6 April 2013 saw the introduction of a number of minor alterations to most of the Building Regulations Approved Documents, with more significant amendments to Parts B, L and M. Parts K and P were totally republished in a new format, promoted as generally more understandable, and to which all Approved Documents will ultimately aspire. But the Building Regulations are constantly updated and changed; sometimes for the better, and sometimes we really wonder why they bothered. There hasn’t been too much of a performance over one of the new publications though. It comes as a trilogy under the umbrella title of ‘LABC Inspection Service Plans’ to serve the Domestic market, House builders, and Commercial construction projects.

In fairness to LABC, many authorities realised many years ago that if customer service was what the Approved Inspectors were providing, they would need to take a sharp intake of breath and provide the same thing too. Therefore what they have been doing to an extent for some years has just been formalised in the new publications, and indeed maybe taken trust that little bit further.

The new Inspection Service Plans will take account of:

* The type of construction proposed

* The size and complexity of the project / scheme

* Risks to compliance with the building regulations

* The contractors experience and the site management arrangements

* Ground conditions

In addition they ask that you operate a more ‘Building Control – inclusive’ site management strategy, suggesting invitations to pre-start meetings, providing details of project and site quality control, and sharing of design data such as site levels and drainage information. In fact, information that any self respecting project and site management team should be sharing anyway. So what’s new? The new part is that under Regulation 16 of the Building Regulations, LABC are quite within their rights to vary their inspection regime in line with a risk assessment based upon the above inspection service plan criteria.
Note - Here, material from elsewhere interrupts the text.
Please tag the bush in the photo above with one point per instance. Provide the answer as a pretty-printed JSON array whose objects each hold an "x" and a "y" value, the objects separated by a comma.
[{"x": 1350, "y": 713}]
This will provide a more bespoke service that may be more, or less analytical. Consequentially this will generate variable inspection plan fees based upon the degree of detail submitted at application stage, and the perceived capability of the contractor’s site management team. What they don’t say is quite how they are going to calculate these fees. There was a time when one might visualise an open plan office full of building control officers holding up wetted fingers in order to make such a calculation. Of course each local authority is now autonomous in setting their fees, and my enquiries reveal that fee discounts on the current scales will depend upon prior assessment of the contractor involved. So if the contractor cannot provide a track record it gets more costly for the client; – now there’s a lesson.

Disappointingly, the opportunity to divest the industry of the ‘build and design’ opportunities presented by the ‘Building Notice’ has once again slipped by, as it remains a firm option in the ISP. Apart from projects where the Regulatory Reform (Fire Safety) Order 2005 applies; this remains a gaping hole in the system. LABC may dance around it by saying they will carry out more inspections, but as long as this system extends to anything more than a toilet installation, it provides a licence for poor and ill thought through design. Whilst construction may be building regulation compliant, this is no guarantee against workmanship, or performance.

The impact of LABC inspection service plans I think will be minimal. At best they are just a tidying up of what they have tried to make their critical path over the past twenty odd years. The building regulations and their implementation remain an imperfect system, underlining the need for chartered professionals with the extensive design capacity of say an Architectural Technologist to interpret and use therm to best advantage.